What does "calculus" mean? 
*

*"calculus" and "formal system"
From http://en.wikipedia.org/wiki/Propositional_calculus#Terminology

a calculus is a formal system that consists of 
  
  
*
  
*a set of syntactic expressions (well-formed formulæ or wffs), 
  
*a distinguished subset of these expressions (axioms), plus 
  
*a set of formal rules that define a specific binary relation on the space of expressions.
  

From http://en.wikipedia.org/wiki/Formal_system

Formal systems in mathematics consist of the following elements:
  
  
*
  
*A finite set of symbols (i.e. the alphabet), that can be used for constructing formulas (i.e. finite strings of symbols).
  
*A grammar, which tells how well-formed formulas (abbreviated wff) are constructed out of the symbols in the alphabet. It is
  usually
  required that there be a decision procedure for deciding whether a
  formula is well formed or not.
  
*A set of axioms or axiom schemata: each axiom must be a wff.
  
*A set of inference rules.
  

what is the difference between a formal system, and a calculus,
then? I think they are the same?

*"calculus" and "logic system"
"Calculus" appears in "propositional calculus" and "first-order
predicate calculus", which are also called "propositional logic" and
"first-order logic" respectively. So I thought "calculus" and
"logic" mean the same, and "a logic" is, according to
http://en.wikipedia.org/wiki/Formal_system#Logical_system, 

A logical system or, for short, logic, is a formal system together with a form of semantics, usually in the form of model-theoretic
  interpretation, which assigns truth values to sentences of the
  formal language, that is, formulae that contain no free variables. 

But then I saw "calculus" also appears in "lambda calculus", which
is also a formal system. I think a lambda calculus isn't a logic
system, right?
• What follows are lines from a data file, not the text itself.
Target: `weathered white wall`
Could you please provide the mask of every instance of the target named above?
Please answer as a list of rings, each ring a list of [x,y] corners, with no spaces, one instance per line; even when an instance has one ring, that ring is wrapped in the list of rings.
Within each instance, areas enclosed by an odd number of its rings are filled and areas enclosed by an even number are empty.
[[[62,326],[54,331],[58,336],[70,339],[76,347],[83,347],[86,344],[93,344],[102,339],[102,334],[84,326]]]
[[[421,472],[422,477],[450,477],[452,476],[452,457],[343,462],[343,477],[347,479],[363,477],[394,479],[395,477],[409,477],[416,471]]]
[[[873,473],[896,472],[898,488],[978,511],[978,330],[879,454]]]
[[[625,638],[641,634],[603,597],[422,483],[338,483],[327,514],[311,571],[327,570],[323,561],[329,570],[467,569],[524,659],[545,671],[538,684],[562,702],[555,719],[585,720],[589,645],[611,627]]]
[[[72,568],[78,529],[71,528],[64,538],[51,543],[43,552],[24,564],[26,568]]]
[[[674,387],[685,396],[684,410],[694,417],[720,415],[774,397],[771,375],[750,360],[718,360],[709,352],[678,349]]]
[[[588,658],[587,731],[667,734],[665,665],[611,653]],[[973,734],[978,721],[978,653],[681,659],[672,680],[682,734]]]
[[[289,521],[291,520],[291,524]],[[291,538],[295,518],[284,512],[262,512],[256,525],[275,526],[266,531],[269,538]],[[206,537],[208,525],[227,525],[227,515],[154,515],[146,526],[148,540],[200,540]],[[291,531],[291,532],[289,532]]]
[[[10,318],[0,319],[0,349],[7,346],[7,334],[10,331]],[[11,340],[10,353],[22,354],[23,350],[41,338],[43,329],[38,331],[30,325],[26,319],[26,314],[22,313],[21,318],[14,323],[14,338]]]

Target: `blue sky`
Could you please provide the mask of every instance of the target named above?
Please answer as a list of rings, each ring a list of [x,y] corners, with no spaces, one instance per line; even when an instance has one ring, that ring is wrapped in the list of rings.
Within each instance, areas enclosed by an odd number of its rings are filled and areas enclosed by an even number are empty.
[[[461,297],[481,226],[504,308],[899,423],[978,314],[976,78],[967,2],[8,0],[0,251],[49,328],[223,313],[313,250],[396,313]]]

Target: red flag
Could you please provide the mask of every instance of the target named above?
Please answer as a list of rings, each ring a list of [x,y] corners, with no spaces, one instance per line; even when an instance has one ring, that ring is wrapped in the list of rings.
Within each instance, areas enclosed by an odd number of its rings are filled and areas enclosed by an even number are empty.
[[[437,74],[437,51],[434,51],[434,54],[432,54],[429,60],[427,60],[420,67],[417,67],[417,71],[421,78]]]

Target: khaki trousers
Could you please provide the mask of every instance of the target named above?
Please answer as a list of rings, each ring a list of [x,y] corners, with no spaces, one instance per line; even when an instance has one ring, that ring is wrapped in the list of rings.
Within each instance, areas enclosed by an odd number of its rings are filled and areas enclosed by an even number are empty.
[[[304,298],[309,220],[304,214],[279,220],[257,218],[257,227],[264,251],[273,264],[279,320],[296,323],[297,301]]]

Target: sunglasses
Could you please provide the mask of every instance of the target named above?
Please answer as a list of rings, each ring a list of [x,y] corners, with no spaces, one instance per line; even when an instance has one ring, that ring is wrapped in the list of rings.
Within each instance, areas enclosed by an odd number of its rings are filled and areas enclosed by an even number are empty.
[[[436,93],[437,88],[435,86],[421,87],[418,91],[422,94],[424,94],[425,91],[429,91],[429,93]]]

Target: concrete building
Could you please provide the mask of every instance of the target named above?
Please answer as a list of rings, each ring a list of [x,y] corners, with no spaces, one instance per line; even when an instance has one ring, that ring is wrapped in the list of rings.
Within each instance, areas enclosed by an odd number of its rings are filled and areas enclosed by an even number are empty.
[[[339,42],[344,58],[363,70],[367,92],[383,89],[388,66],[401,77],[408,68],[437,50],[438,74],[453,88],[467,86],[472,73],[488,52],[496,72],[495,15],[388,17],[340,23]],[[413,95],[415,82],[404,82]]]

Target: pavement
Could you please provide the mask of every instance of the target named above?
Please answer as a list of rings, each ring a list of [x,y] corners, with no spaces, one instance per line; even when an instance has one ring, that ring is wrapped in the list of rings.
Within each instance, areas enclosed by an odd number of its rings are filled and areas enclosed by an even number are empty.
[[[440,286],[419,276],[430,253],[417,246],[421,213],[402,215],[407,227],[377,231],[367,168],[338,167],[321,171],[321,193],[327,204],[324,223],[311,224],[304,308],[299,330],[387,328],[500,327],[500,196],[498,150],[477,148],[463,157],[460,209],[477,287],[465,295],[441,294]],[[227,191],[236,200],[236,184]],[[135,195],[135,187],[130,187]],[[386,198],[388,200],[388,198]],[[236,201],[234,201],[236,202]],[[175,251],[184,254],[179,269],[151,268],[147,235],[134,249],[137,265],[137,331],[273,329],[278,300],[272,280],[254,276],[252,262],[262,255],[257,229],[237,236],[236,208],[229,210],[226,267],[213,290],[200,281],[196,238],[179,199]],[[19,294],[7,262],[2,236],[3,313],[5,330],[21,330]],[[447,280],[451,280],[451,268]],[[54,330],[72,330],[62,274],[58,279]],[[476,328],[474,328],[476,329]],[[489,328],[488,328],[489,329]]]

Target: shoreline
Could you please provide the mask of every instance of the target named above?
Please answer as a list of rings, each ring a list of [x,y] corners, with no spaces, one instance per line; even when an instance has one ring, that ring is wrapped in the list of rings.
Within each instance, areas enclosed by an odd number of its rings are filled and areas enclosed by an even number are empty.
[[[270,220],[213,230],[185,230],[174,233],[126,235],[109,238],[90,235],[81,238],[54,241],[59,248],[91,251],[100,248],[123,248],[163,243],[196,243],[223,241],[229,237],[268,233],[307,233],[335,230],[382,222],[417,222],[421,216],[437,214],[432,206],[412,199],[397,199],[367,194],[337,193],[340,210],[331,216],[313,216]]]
What does "calculus" mean in "lambda calculus"?

*Furthermore  "calculus" can also mean computational real analysis for first-year college students.


Thanks.
 A: Following my answer to your previous post, we can say that a formal system is made by an alphabet (the set of symbols), a gramamr (the formation rules, defining the "correct" expressions, i.e. the set of well-formed formulas) and a proof system or deductive calculus.
See Herbert Enderton, A Mathematical Introduction to Logic (2nd ed - 2001), page 110 :

We will introduce formal proofs but we will call them deductions, to avoid confusion
  with our English-language proofs. 
We will [...] select an infinite set $\Lambda$ of formulas to be called logical axioms. And we will have a rule of inference [i.e. modus ponens], which will enable us to obtain a new formula from certain others. Then for a set $\Gamma$ of formulas, the theorems of $\Gamma$ will be the formulas which can be obtained from $\Gamma \cup \Lambda$ by use of the rule of inference (some finite number of times). 
If $\varphi$ is a theorem of $\Gamma$ (written $\vdash \varphi$), then a sequence of formulas that records (as explained below) how $\varphi$ was obtained from $\Gamma \cup \Lambda$ with the rule of inference will be called a deduction of $\varphi$ from $\Gamma$.
The choice of $\Lambda$ and the choice of the rule (or rules) of inference are far from unique. In this [book] we are presenting one deductive calculus for first-order logic, chosen from the array of possible calculi. (For example, one can have $\Gamma = \emptyset$ by using many rules of inference [i.e. Natural Deduction]. We will take the opposite extreme; our set $\Lambda$ will be infinite but we will have only one rule of inference.)